Judge Claudia Jordan initially dismissed the case against him because the city failed to show "due diligence" in subpoenaing the arresting officer to appear, and the officer was absent.
The judge later reinstated the case because apparently she could not dismiss the case at a hearing called merely to determine whether certain evidence gathered at the time of arrest should be suppressed.
In addition to reinstating the case, however, she suppressed all evidence against Means, effectively foreclosing any conviction.
Charges were also dropped against arrestees Shannon Francis and Glenn Spagnuolo because the city couldn't determine which police officers arrested them.
The city issued a general accusation of the defense that "they are trying to make this into a media spectacle."
The city's method of issuing subpoenas and the police department's method of complying with them was called into question, and two officers who had received subpoenas still could not appear until mid-afternoon Friday because they said there were sick children at home.
At that time, the officers did identify Glenn Morris, Julie Todd, and Kareena Montoya, so they (and, technically, Russell) will be on trial at 8:30 a.m. January 16 in Courtroom 117M, City and County Building, 1437 Bannock.
Lead defense attorney David Lane was sustained repeatedly over objections by the city during his examination of SWAT officer Tom McKibben, who arrested Julie Todd.

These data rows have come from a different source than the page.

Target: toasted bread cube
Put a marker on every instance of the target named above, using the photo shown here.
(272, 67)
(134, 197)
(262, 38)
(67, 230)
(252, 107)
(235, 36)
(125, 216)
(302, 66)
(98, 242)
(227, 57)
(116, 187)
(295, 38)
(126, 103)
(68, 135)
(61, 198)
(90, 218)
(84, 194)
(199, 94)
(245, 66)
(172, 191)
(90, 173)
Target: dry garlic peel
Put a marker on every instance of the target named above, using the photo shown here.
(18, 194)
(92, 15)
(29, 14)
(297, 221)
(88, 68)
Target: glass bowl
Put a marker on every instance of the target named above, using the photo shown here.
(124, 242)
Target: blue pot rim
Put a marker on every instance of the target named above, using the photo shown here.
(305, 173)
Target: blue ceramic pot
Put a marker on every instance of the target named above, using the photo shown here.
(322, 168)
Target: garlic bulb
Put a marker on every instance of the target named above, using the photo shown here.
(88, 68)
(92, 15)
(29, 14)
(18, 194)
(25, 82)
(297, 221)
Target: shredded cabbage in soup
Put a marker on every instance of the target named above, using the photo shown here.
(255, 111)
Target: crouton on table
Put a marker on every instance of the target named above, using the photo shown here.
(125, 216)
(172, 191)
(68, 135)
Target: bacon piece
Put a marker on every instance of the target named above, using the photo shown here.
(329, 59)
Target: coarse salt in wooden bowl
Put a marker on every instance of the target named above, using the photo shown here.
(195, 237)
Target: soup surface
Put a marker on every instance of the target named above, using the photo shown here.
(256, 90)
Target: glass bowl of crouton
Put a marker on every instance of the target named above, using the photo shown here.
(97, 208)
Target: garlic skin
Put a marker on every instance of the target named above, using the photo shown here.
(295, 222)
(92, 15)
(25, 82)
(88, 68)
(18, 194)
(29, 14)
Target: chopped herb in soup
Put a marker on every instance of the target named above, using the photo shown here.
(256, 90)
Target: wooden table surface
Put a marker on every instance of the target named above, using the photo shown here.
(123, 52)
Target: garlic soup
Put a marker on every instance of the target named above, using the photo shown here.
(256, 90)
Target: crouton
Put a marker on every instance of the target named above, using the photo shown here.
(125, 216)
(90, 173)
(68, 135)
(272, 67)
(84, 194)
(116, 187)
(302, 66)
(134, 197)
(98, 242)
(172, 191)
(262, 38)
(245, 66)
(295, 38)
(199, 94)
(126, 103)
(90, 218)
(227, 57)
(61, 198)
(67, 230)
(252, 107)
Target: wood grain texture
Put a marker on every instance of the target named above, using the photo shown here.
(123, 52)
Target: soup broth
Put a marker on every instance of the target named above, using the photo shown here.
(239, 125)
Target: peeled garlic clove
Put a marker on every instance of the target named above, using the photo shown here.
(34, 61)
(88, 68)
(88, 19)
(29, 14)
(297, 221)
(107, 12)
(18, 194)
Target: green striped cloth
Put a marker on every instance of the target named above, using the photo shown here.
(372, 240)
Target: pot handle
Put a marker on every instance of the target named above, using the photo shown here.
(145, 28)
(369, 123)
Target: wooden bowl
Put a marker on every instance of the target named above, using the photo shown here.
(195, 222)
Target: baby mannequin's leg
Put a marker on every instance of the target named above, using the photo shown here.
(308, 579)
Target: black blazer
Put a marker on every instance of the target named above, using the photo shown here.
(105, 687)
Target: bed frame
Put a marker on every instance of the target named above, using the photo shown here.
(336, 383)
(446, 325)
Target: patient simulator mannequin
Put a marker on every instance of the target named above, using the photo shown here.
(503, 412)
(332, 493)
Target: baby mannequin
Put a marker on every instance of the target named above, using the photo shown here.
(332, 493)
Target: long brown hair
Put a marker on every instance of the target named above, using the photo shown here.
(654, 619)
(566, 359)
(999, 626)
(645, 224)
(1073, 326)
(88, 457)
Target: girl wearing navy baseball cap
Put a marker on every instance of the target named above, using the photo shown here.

McKibben was questioned about his interaction with Todd, whom he denied calling an obscene name. She didn't talk to him, he said, but was singing "We Shall Overcome."
A wrist-lock--a form of pain compliance--was used to "pull her" apart from others, he said, and she was told that, because of the compliance hold, she could break her hand if she insisted on being carried rather than walking.
McKibben said he didn't know whether Todd heard a bullhorn command he said was repeated three times ordering people to leave the street. He also said he asked her three times, "Are you going to get up and leave?" which, Lane noted, was a question, not an order.
The judge cut off Lane's line of inquiry about evidence showing that the officer did or did not know whether the Columbus Day parade was a "lawful parade," and she denied the motion to suppress the police evidence.